What do you expect from the RBI’s monetary policy in June? Will the RBI continue to worry about food inflation even though there is hope for a good monsoon this year?

Although global inflation appears to be cooling down and central banks such as Brazil and Switzerland are initiating interest rate cuts, I do not expect the RBI to follow suit in June. Moreover, the June policy will take place right after the election results and the RBI would like to know the upcoming budget before taking a final stand. Political meetings of the US Federal Reserve and the European Central Bank also take place in June. The RBI is likely to monitor its decisions before making any adjustments to the interest rates.

Sectors you continued to invest in even after the March quarter results?

Our portfolio strategy has changed slightly, focusing on optimizing exposure through market capitalization. We are exiting small-cap holdings that appear to be overvalued and strategically increasing our allocation to large-cap stocks with promising growth potential. Sector selection remains largely consistent.
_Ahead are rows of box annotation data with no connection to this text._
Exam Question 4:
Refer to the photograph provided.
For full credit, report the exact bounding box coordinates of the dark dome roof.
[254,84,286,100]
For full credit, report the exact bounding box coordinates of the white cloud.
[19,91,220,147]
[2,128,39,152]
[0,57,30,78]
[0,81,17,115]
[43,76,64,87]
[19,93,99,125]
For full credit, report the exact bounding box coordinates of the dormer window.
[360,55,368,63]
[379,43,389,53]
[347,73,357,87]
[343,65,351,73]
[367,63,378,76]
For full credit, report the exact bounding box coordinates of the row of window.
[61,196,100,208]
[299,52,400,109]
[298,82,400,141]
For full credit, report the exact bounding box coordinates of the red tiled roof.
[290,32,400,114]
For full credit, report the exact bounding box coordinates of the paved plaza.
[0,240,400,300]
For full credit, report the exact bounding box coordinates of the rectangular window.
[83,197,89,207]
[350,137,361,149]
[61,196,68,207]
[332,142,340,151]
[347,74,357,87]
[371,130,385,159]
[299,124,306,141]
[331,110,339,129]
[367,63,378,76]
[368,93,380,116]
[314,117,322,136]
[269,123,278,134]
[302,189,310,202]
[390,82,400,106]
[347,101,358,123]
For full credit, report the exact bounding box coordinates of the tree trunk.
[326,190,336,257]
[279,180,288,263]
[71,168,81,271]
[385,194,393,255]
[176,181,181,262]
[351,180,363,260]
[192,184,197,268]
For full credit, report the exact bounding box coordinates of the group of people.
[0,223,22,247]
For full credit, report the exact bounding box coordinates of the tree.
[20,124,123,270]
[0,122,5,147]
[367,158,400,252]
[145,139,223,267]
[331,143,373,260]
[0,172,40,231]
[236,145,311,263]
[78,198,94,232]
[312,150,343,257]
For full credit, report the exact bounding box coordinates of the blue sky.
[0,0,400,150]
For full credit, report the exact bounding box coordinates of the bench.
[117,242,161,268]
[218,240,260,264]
We favor companies that can benefit from government infrastructure spending plans. Additionally, we maintain a positive attitude towards the banking, automotive and consumer Internet sectors. It is worth noting that based on the March quarter results, the chemical sector appears to be regaining momentum.

Do you expect a drastic change in market trends, especially after the announcement of the Lok Sabha election results on June 4?

While there may be an initial rally following the election results, I expect some profit-taking in the mid- and small-cap sectors. This is because many of these companies are currently trading at high valuations, which may require a price adjustment or a period of consolidation.

Are you increasing the visibility of companies creating AI infrastructure?

We are bullish on Indian artificial intelligence (AI) companies. Historically, during periods of rapid growth, the largest economies tended to dominate the key technologies of that era. For example, China used telecommunications equipment, electric vehicles and solar energy during its high growth period (2005–2020). Similarly, Japan and South Korea established themselves in the consumer electronics market (such as televisions) during the economic boom.

India is currently on the cusp of its greatest growth phase, and AI could become the defining technology of the next decade or two. As a result, Indian companies providing infrastructure for AI development are likely to see significant growth for many years to come.

Disclaimer: The views and investment tips expressed by investment experts on Moneycontrol.com are their own and not those of the site or its management. Moneycontrol.com advises users to consult certified experts before making any investment decisions.